Samuel "Chiche" Gelblung se refirió al despido de un emblema del periodismo, al tiempo que le brindó su más profundo apoyo.

En medio del presunto degüello de kirchneristas en organismos oficiales y empresas paraoficiales, me enteré que la Editorial Atlantida S.A. hizo un pogrom de personal, arrancando con los mayores de edad y siguiendo con los menos viejos, cayeron hasta los cadetes. Varias decenas de empleados fueron despedidos, quizás anticipándose a la ley antidespidos.

Pero la figura emblemática de esta guerra del cerdo son el "Pingüino" Serra (Alfredo en los documentos) y Gabriela Coccifi, directora de Gente desde hace muchos años. Creo que Gabriela comenzó de pinche cuando, hace mil años, yo dirigía la revista. Con su talento y esfuerzo, y una operación de corazón en el medio, llegó al puesto máximo. Sin perder nada de su entusiasmo y brillantez.

El despido del "Pingüino" Serra (quizás pensaron que lo de Pingüino era por Néstor y Cristina) es todavía más indignante. En la lógica empresaria, Serra, el "Pingüino", quizás sea un viejo valetudinario. Tiene, creo, 77 años. Pero lo que no registra la lógica de los que hacen los pogroms reductivos de las "plantas permanentes" es que Serra es una de las plumas más exquisitas que tuvo, tiene y tendrá el periodismo argentino. Si es por fecha de vencimiento, sólo un ignorante puede pensar que el Pingüino está viejo: enseñó a escribir con sujeto, verbo y predicado a varias generaciones de jóvenes periodistas y sus textos son de una pulcritud y un vuelo apabullante.

Si lo echaron porque creen que es un colaboracionista del régimen kirchnerista que quedó como intruso en el staff, se equivocan. La lógica azteca acaba de consumar un acto salvaje para el periodismo argentino: arrancarle la pluma a un Pingüino irreemplazable.
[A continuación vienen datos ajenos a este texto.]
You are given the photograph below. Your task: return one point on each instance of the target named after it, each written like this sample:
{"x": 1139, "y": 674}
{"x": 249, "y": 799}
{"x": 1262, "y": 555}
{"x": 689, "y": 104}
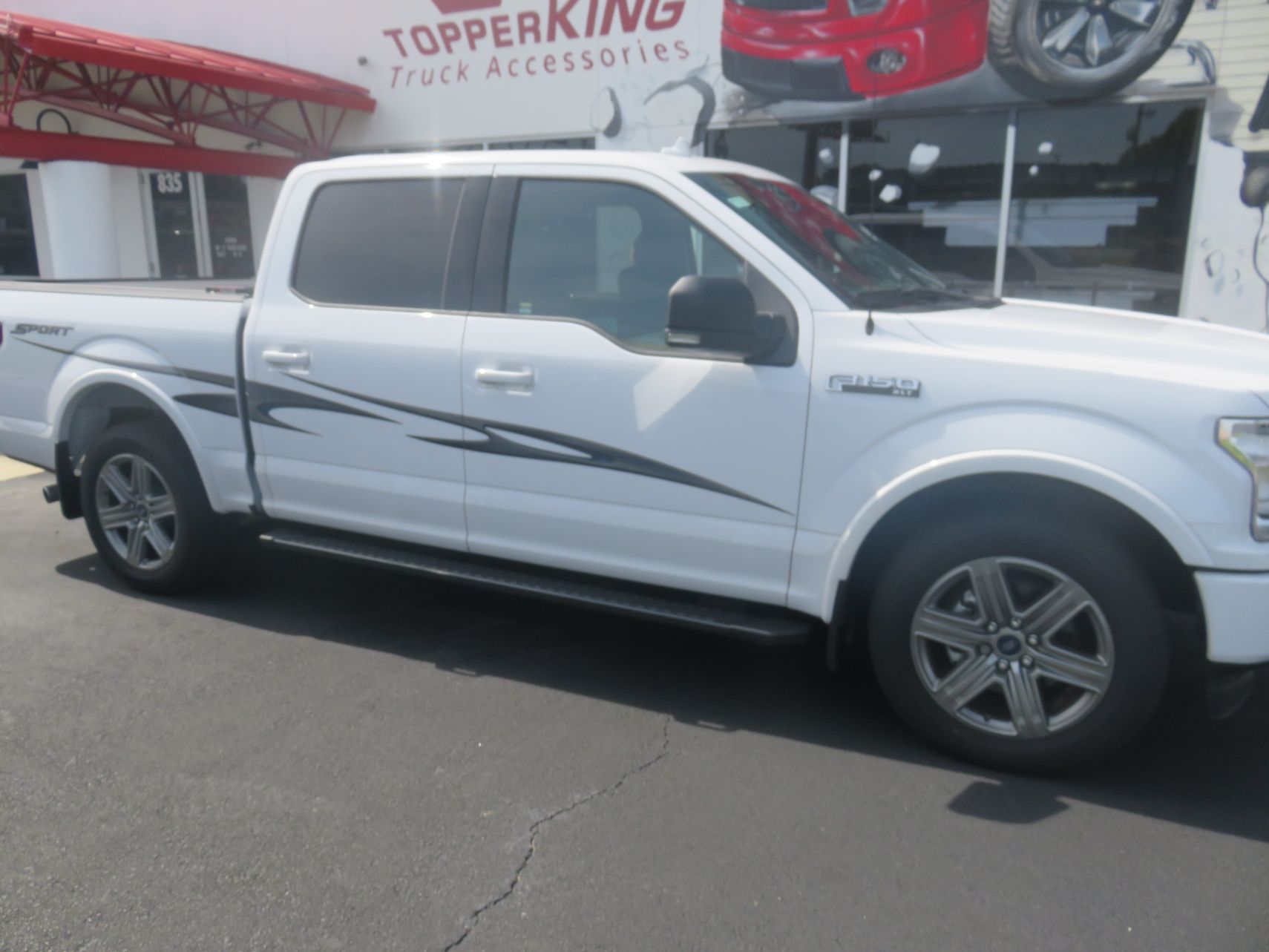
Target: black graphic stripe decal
{"x": 226, "y": 405}
{"x": 216, "y": 380}
{"x": 264, "y": 399}
{"x": 586, "y": 452}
Hace unos años, cuando hubo otra ola de ejecuciones masivas en las empresas que se fusionaban aquí y en el mundo, salió un libro que se llamaba el "Club de los dinosaurios". Era un grupo de ejecutivos que enfrentaba la lógica empresarial de que siempre lo que sobra es gente. Para optimizar resultados la solución es siempre la misma: despedir gente, empezando por los veteranos.

Como sé de qué se trata, varias veces me tiraron por la ventana y me dejaron sin trabajo, propongo, como lo hice alguna vez en Radio 10, recrear el club de los dinosaurios. No hay que pagar matrícula ni cuota. Hay que resistir, simplemente. Y no dejar que la topadora pase por encima. Seguí peleando, Pingüino. Yo te apoyo.